I have a binary matrix where every column has at least two ones. How can I find the largest subset of the columns so that the submatrix induced by those columns has a row that occurs at least twice? I want to do this quickly.
The subset of columns could be of size one or it could be the whole matrix or anything in between.
The problem is that there are exponentially many subsets of the columns so I really don't want to check every one of them separately.
For example:
[[0 1 1 0 1 1 1]
[1 0 0 0 0 0 1]
[1 1 0 1 0 0 0]
[1 0 1 0 1 0 0]
[0 0 0 1 0 1 1]
[1 1 0 0 1 0 1]
[0 1 0 1 0 0 0]]
If we take columns 0, 2, 3, 6 we get:
[[0 1 0 1]
[1 0 0 1]
[1 0 1 0]
[1 1 0 0]
[0 0 1 1]
[1 0 0 1]
[0 0 1 0]]
and we see row [1 0 0 1] appears twice.
For a N by M matrix, you can do slightly better than O(N*M^2) time.
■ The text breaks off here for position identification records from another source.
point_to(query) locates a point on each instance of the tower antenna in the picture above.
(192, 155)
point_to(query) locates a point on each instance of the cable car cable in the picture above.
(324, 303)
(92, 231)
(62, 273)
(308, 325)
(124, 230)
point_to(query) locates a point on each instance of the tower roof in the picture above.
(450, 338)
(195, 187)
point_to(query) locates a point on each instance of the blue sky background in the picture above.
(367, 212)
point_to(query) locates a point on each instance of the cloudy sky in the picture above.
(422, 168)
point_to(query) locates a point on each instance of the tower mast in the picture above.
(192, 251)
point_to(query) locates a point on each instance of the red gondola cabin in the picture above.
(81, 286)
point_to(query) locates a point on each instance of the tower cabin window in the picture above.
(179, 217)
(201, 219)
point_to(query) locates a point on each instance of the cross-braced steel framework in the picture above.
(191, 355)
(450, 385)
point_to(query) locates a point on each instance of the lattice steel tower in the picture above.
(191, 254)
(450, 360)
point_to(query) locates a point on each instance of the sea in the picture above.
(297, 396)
Let A be your input matrix,x^T denote the transpose of the matrix x, x[i,j] denotes the element in the ith row and jth column of x, and let [1] be shorthand for a NxM matrix of all 1s.
Take B = 2*A - [1]. Compute the matrix product C = B * B^T. This will give you a NxN matrix where the C[i,j] corresponds to the number of matching elements minus the number of non-matching elements between rows i and j of A. The counts of just matching elements can be obtained as (C + M*[1]) / 2, but we don't actually need that; we only care which is largest which we can find with just C.
You can use fast matrix multiplication such as the Strassen Algorithm to multiply matrices in sub-cubic time, and then iterate over C to find the largest off-diagonal element C[i,j]. You'll want to skip the main diagonal since that will be just Ms as each row perfectly matches itself. You can also skip either the upper or lower triangle of the matrix, since its symmetric (you can also avoid computing these in the multiplication altogether, for a constant factor speedup).
Then take rows i and j of A where i != j and C[i,j] is maximal, and compute the indices of the matching columns. Overall, the time is dominated by the matrix multiplication.